My guess, based on the literature of similar studies and good old-fashioned logic? They’ll feel even worse about their bodies, and will tend to restrict their eating more than usual.

Then, show the same group of people a slideshow of images from, say, Adipositivity and some fatshion blogs. Show them fat people in attractive poses and lighting, in pictures meant to suggest that they are attractive, and worthy of the good things in life. Would it be any surprise if the study participants, post-slideshow, felt better about their bodies, and tended to relax their chronic restriction a tad?

What I want to know: why is the second scenario supposed to be the ‘unhealthy’ one?

The power of Healthist language and concepts is much more pervasive than we think. Its stranglehold on common sense and higher reason — its doublespeak — ties even those who make a living researching these things into knots of contradiction.

*I chose this group to make the comparison clearer. It applies to a more general group of participants since the majority of women in Western culture have dieted, and are inundated with messages about how thinness is the same as healthiness, godliness, and worth. Men are increasingly being marketed to in a similar way, and more men diet now than ever before.

Weight- and Looks-Bullied Minnesota Girls Fulfill Suicide Pact

This is so sad.

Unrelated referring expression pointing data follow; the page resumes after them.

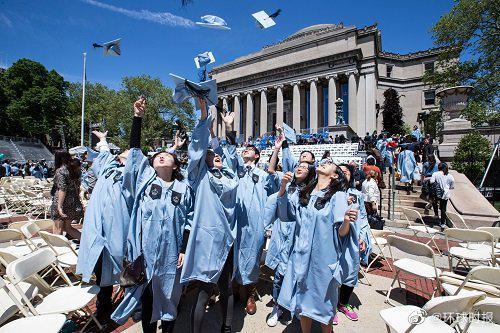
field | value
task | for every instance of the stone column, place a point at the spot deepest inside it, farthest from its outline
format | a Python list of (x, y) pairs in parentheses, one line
[(263, 110), (296, 106), (353, 120), (313, 105), (332, 97), (223, 126), (249, 122), (371, 92), (279, 104), (237, 113)]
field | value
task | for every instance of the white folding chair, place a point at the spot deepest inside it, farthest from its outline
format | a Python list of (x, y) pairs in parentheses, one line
[(465, 255), (432, 317), (67, 300), (411, 266), (481, 278), (10, 303), (412, 216)]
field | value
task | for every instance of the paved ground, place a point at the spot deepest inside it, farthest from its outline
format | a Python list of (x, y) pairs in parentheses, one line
[(369, 299)]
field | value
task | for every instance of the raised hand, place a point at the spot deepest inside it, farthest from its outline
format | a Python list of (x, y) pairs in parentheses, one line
[(100, 135), (140, 107)]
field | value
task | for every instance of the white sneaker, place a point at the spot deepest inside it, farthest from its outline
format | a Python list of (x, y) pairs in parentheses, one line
[(272, 320)]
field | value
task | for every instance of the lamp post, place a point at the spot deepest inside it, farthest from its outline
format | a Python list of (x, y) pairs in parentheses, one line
[(340, 117)]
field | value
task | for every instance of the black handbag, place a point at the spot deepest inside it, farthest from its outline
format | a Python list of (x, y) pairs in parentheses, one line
[(133, 273)]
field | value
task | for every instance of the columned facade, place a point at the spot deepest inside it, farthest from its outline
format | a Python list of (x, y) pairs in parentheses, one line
[(298, 81)]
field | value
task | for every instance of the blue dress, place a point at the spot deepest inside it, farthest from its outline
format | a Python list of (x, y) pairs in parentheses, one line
[(213, 229), (106, 222), (313, 274), (360, 229), (159, 216)]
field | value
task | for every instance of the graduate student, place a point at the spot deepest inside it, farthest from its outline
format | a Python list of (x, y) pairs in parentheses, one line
[(255, 186), (105, 227), (209, 255), (313, 273), (283, 233), (160, 219), (358, 247)]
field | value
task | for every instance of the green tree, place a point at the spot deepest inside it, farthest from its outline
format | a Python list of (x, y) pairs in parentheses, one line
[(33, 99), (471, 155), (470, 30), (392, 113)]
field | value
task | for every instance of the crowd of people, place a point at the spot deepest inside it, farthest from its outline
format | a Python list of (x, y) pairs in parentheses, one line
[(154, 225)]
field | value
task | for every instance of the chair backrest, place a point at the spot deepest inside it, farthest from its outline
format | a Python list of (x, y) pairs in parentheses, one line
[(44, 224), (413, 216), (22, 268), (29, 230), (467, 235), (495, 231), (411, 247), (462, 303), (456, 220), (17, 225), (8, 235)]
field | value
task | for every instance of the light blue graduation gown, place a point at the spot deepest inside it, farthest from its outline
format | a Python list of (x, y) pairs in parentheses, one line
[(283, 233), (406, 165), (106, 222), (360, 229), (255, 186), (161, 213), (313, 273), (213, 228)]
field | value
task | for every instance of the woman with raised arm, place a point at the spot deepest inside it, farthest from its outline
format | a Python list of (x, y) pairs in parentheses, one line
[(162, 208), (209, 254), (313, 273)]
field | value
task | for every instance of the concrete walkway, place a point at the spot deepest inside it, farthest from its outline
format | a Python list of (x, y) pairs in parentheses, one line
[(369, 300)]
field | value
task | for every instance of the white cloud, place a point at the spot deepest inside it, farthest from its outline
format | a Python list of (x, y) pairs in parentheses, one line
[(4, 20), (164, 18)]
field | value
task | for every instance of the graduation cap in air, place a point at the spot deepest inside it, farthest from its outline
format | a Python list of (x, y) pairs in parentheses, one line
[(185, 89), (290, 134), (110, 48), (264, 20), (214, 22), (203, 59)]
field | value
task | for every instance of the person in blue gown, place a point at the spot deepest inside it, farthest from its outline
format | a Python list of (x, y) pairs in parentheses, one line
[(313, 273), (162, 210), (105, 227), (358, 246), (283, 233), (209, 255)]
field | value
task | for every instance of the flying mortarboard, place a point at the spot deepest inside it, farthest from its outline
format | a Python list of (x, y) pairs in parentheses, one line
[(185, 89), (110, 48), (264, 20), (212, 21), (203, 59)]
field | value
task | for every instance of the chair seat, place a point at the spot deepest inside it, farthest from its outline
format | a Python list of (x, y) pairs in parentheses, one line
[(67, 259), (462, 252), (67, 299), (398, 319), (7, 306), (422, 228), (417, 268), (41, 324)]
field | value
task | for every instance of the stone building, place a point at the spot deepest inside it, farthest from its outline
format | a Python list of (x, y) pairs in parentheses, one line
[(298, 80)]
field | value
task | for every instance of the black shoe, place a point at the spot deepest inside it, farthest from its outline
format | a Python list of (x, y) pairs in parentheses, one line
[(225, 329)]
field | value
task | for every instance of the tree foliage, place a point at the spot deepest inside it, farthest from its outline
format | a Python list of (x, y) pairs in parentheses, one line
[(392, 113), (470, 29), (471, 155), (32, 99)]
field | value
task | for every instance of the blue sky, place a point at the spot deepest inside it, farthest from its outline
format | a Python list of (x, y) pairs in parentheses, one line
[(158, 36)]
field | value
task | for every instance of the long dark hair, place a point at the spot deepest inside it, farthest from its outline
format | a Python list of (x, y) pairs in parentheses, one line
[(335, 185), (61, 157)]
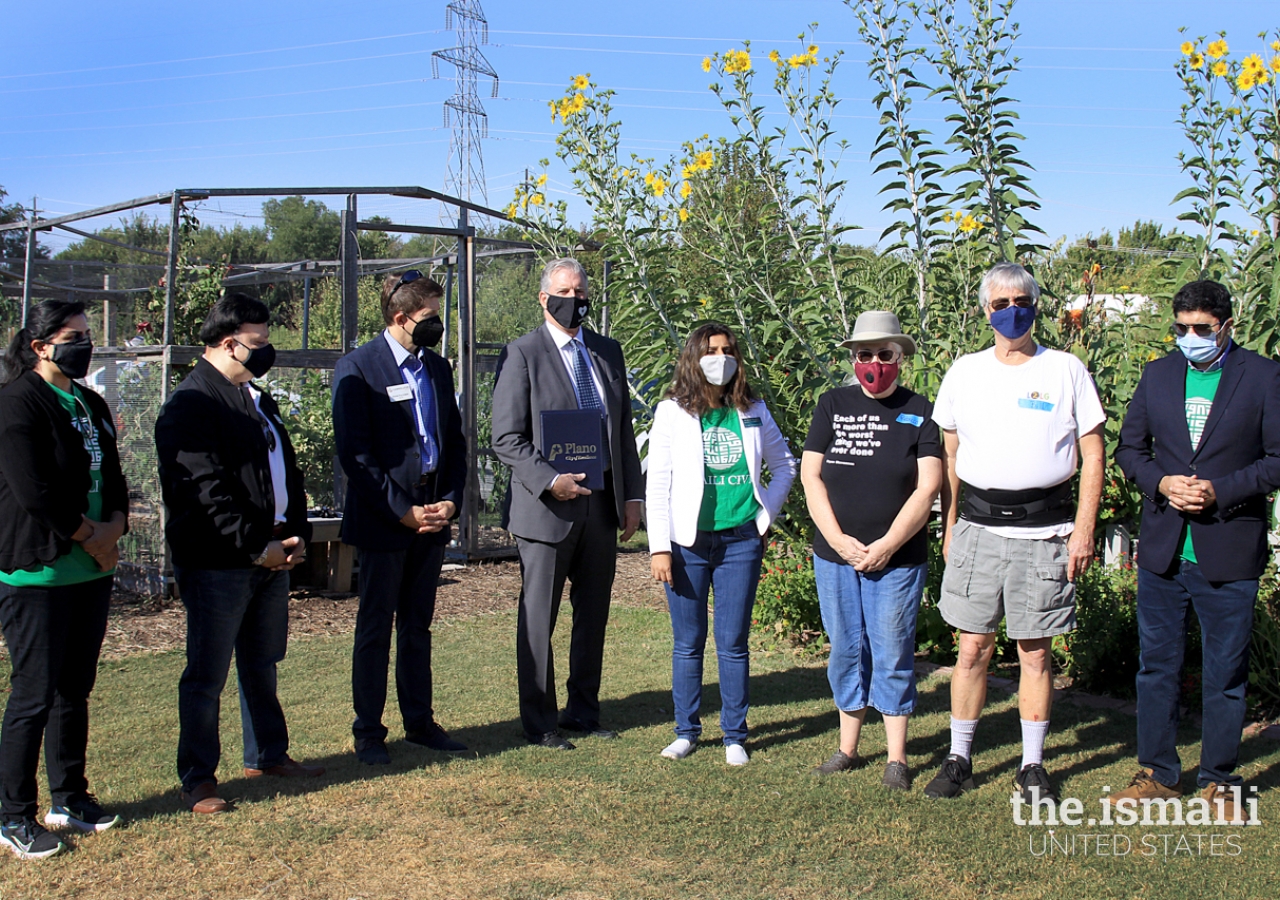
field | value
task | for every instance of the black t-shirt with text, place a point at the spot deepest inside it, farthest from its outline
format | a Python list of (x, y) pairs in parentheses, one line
[(869, 462)]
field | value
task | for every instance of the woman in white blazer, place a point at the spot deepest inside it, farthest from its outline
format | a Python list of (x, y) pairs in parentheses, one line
[(708, 511)]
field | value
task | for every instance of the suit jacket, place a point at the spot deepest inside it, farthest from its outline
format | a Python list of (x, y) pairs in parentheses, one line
[(216, 476), (531, 378), (1239, 452), (45, 473), (379, 448), (676, 471)]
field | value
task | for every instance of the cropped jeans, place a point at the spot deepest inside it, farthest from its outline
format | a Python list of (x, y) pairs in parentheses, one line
[(728, 563)]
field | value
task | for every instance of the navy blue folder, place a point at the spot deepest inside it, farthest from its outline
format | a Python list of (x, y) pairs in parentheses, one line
[(574, 442)]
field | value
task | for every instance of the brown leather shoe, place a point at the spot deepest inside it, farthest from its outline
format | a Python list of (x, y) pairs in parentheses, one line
[(1143, 787), (289, 768), (1223, 807), (204, 799)]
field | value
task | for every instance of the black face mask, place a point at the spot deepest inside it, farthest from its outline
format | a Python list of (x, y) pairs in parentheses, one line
[(260, 359), (73, 357), (567, 311), (428, 332)]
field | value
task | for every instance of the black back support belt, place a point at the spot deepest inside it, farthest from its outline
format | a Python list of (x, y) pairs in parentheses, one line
[(1024, 508)]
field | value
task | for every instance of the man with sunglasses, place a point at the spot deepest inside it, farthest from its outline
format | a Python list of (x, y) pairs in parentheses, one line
[(237, 525), (400, 442), (1201, 439), (1016, 419)]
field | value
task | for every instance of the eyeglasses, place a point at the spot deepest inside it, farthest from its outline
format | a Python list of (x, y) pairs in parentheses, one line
[(1202, 329), (407, 278), (1022, 302)]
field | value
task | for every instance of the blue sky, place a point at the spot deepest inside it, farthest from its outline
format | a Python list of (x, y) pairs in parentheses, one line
[(104, 101)]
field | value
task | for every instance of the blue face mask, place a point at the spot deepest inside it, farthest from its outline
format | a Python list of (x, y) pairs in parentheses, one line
[(1197, 348), (1014, 321)]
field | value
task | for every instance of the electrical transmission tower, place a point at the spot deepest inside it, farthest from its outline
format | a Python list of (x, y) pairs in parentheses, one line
[(464, 109)]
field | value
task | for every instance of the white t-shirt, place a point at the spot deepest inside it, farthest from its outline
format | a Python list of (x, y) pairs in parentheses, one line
[(1018, 425)]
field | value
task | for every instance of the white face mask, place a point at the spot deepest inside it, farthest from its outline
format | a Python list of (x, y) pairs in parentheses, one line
[(718, 369)]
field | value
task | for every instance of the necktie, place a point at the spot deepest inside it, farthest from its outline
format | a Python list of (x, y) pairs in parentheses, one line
[(588, 398)]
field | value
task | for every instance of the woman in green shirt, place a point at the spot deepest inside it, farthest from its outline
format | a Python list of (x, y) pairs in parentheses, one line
[(708, 510), (63, 507)]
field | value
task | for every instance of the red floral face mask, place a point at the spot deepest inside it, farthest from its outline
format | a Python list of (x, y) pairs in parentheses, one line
[(876, 377)]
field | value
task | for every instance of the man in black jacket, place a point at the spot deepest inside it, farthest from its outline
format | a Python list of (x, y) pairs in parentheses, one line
[(237, 525), (1202, 442), (400, 441)]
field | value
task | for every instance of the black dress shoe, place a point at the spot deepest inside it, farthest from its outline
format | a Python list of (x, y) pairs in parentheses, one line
[(373, 752), (552, 740), (435, 739), (589, 730)]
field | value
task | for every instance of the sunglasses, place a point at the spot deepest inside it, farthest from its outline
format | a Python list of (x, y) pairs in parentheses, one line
[(1201, 329), (407, 278), (1022, 302)]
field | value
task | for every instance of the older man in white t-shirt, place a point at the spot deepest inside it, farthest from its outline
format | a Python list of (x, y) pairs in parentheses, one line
[(1015, 421)]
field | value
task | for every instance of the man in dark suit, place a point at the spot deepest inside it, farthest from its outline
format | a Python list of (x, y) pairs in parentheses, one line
[(1202, 442), (237, 525), (562, 529), (400, 441)]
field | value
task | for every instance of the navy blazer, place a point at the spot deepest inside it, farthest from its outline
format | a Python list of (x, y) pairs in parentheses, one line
[(379, 450), (1239, 452)]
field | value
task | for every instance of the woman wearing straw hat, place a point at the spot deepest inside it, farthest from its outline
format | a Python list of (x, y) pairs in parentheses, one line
[(871, 469)]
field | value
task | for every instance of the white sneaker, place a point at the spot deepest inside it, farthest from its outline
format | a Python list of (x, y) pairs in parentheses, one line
[(679, 748)]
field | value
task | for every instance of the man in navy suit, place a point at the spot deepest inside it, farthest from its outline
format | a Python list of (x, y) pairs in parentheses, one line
[(400, 441), (1202, 442)]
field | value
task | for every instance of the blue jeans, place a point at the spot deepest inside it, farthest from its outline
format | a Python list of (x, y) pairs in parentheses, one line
[(871, 621), (730, 562), (1225, 612), (54, 638), (246, 611)]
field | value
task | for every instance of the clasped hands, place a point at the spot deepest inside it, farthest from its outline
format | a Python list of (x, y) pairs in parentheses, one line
[(430, 517), (864, 557), (1188, 493)]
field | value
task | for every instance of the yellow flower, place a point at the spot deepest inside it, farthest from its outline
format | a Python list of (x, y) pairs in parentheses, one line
[(737, 60)]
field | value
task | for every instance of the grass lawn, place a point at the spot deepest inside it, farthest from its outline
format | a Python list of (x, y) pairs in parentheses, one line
[(613, 819)]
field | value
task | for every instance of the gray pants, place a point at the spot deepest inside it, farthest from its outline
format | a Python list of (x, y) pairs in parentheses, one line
[(586, 557)]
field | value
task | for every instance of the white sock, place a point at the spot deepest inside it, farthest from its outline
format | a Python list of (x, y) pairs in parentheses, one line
[(961, 736), (1033, 741), (679, 748)]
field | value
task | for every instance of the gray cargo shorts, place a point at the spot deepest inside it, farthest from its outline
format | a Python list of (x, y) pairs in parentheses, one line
[(1023, 581)]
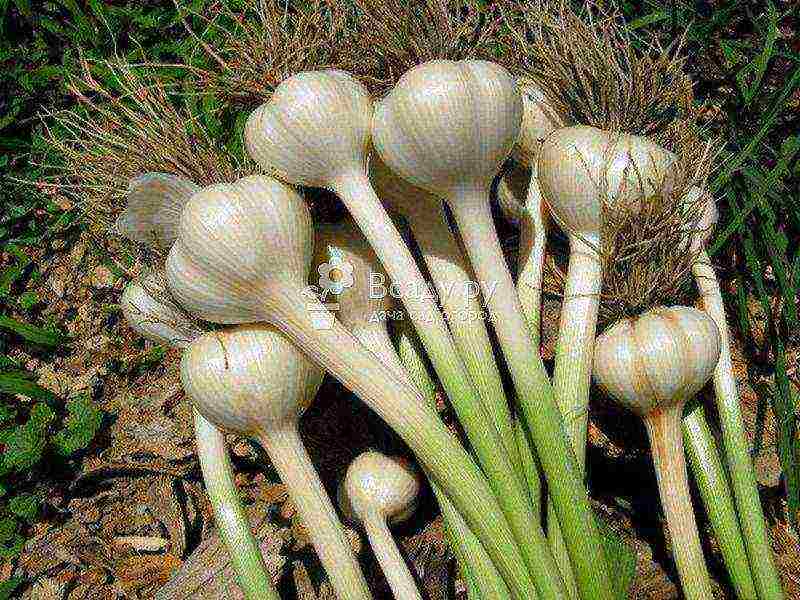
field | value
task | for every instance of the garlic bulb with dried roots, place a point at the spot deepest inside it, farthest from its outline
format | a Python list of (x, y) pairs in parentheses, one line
[(447, 127), (582, 172), (151, 311), (377, 491), (735, 440), (652, 365), (252, 381), (315, 131), (243, 255)]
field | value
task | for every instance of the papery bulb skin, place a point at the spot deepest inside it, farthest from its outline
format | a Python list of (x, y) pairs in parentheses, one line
[(342, 251), (235, 241), (379, 484), (512, 190), (397, 194), (448, 126), (314, 129), (154, 205), (539, 120), (581, 167), (658, 360), (150, 311), (249, 379)]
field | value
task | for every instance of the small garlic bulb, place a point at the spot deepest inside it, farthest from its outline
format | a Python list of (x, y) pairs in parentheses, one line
[(155, 203), (660, 359), (379, 485), (151, 312), (314, 129), (448, 126), (580, 167), (235, 241), (538, 121), (249, 379)]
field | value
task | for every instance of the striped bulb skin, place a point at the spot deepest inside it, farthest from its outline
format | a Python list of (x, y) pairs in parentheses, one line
[(662, 358)]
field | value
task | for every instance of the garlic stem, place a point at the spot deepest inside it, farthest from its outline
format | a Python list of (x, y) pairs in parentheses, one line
[(737, 452), (403, 409), (666, 441), (714, 489), (290, 459), (573, 365), (391, 561), (533, 237), (535, 396), (481, 577), (530, 466), (464, 543), (385, 240), (248, 564), (451, 277)]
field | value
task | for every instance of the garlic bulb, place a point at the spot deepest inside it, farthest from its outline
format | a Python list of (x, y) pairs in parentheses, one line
[(150, 311), (314, 130), (377, 489), (457, 293), (652, 365), (250, 234), (251, 380), (243, 255), (447, 127), (583, 168), (661, 359), (155, 203)]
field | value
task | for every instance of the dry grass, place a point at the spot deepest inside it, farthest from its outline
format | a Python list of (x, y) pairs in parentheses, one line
[(253, 49), (400, 35), (646, 247), (594, 72), (591, 71), (114, 135)]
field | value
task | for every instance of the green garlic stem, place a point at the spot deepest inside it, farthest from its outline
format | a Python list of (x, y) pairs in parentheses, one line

Thanks to my husband for emailing the link as soon as he saw it — we’re the parents of teenage girls and are extraordinarily alarmed by the prevalence and virulence of appearance- and weight-based bullying.

These poor girls were only 14. They hadn’t even begun their mature lives, and they already decided — apparently for a long time — that they wanted nothing of this abusive world.

Settle said that her niece, Haylee, had been the victim of bullying after moving to Minnesota from Indiana with her mother and 8-year-old brother.

“She was made fun of for being overweight, her red hair,” Settle said. “She posted on my [Facebook] wall that she really wanted to come back…that the people were mean and cruel and she didn’t fit in.”

Even though Haylee wasn’t severely overweight, she was so uncomfortable about her size that she rarely ate in public at school, Settle said.

Paige was Haylee’s closest friend.

Haylee’s letter was to her mother and detailed plans for her funeral, Settle said.

“She requested everything pink and princess and butterflies,” Settle said.

“She was actually one of the most giving loving girls you would ever meet… She just loved everyone unconditionally…She couldn’t stand people to be made fun of, tortured, teased. She stood up for the underdogs and she was one herself,” Settle said.

If the Fat Acceptance movement needs to be about anything, it needs to be against a world where 14 year-olds (and 9 year-olds, and 4 year-olds) are made to feel absolutely worthless and broken for their ‘wrong’ weight.

My good wishes go out to the family and friends of these poor girls.